Note that the use of double credit for near idle situations is used to ensure that each queue's burst potential be refilled as quickly as possible. It also allows the full bandwidth of a device to be used when the allocated bandwidth isn't quite enough to fill the device (for example allocating 98 Mb/s from a 100-Mb/s device).

If the egress queue for a cluster becomes congested due to external influences (like heavy load on the network), the credit scaling will affect each QoS queue equally. There may be cases in which some flows require hard real-time scheduling. In this case, the queue can be marked as real time and exempt from credit scaling.

For example, in a 100-Mb/s system that has two flows, a 40-Mb/s flow and everything else, the first queue in the cluster would be configured as 40-Mb/s real time, and the second queue can be configured as 60-Mb/s (without the real time setting). As the available bandwidth on the network drops, the 40-Mb/s flow would remain unaffected, while the 60-Mb/s flow would be scaled down.

Fixed Priority Configuration

This algorithm can also be used to implement a fixed-priority method, in which each queue is serviced in a fixed priority with the first queue in the cluster being the highest priority. This is done by assigning all iteration credit to the first queue in the cluster, and setting the maximum credit of each queue to the maximum packet size. This ensures that credit is passed only to subsequent queues when there are no packets waiting on the current queue.
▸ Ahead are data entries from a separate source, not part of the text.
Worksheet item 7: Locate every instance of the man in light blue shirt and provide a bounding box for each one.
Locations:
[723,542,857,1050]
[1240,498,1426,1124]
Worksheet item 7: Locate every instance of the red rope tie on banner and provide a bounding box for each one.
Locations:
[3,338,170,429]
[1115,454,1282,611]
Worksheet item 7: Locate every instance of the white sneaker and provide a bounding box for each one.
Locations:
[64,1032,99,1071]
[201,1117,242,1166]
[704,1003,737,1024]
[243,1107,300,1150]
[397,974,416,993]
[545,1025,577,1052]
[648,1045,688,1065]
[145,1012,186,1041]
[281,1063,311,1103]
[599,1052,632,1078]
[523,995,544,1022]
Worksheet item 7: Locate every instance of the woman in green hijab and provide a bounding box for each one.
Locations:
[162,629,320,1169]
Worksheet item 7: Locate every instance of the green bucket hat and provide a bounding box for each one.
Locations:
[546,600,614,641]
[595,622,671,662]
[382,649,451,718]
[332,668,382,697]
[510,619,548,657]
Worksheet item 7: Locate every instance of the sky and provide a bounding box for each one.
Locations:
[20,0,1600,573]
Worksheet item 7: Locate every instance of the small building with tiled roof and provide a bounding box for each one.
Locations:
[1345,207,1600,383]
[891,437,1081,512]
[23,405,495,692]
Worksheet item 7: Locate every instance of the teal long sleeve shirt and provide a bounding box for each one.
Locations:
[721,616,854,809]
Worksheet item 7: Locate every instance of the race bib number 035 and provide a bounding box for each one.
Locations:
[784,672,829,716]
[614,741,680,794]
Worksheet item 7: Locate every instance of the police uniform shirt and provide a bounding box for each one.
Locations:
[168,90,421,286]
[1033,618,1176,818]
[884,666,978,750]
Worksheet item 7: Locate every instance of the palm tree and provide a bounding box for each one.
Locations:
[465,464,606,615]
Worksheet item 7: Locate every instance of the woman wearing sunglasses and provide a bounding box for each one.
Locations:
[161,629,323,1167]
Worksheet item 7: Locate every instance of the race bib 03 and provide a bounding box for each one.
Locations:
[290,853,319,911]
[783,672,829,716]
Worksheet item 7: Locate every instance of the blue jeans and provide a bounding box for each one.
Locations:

For example, assume there are three queues, A, B, and C. In a simple priority system, queue A would always transmit packets when packets are available, while queue B transmits only when queue A is idle, and queue C transmits only when queue B is idle.

On a 100-Mb/s system, the queues could be configured as follows:

  • Queue A
    • Iteration Credit = 313 (100 Mb/s is 312.5 bytes every 25 µs)
    • Max Credit = 1514
  • Queue B
    • Iteration Credit = 0
    • Max Credit = 1514
  • Queue C
    • Iteration Credit = 0
    • Max Credit = 1514

The way the algorithm works, queue A will get 313 bytes of credit at the start of each iteration. Because queue A can hold up to 1514 bytes as max credit, queue A will never pass credit onto queue B while queue A has a packet. (If queue A has more than 1514 bytes of credit, it can always forward a packet.)

Queue A must be idle for an entire packet time (1514 bytes of iteration credit) before any credit will start flowing into queue B. The same relationship holds between queue B and queue C. The only way queue B sends a packet is after queue A is idle for a packet time, and the only way queue C can send a packet is after queue B is idle for a packet time.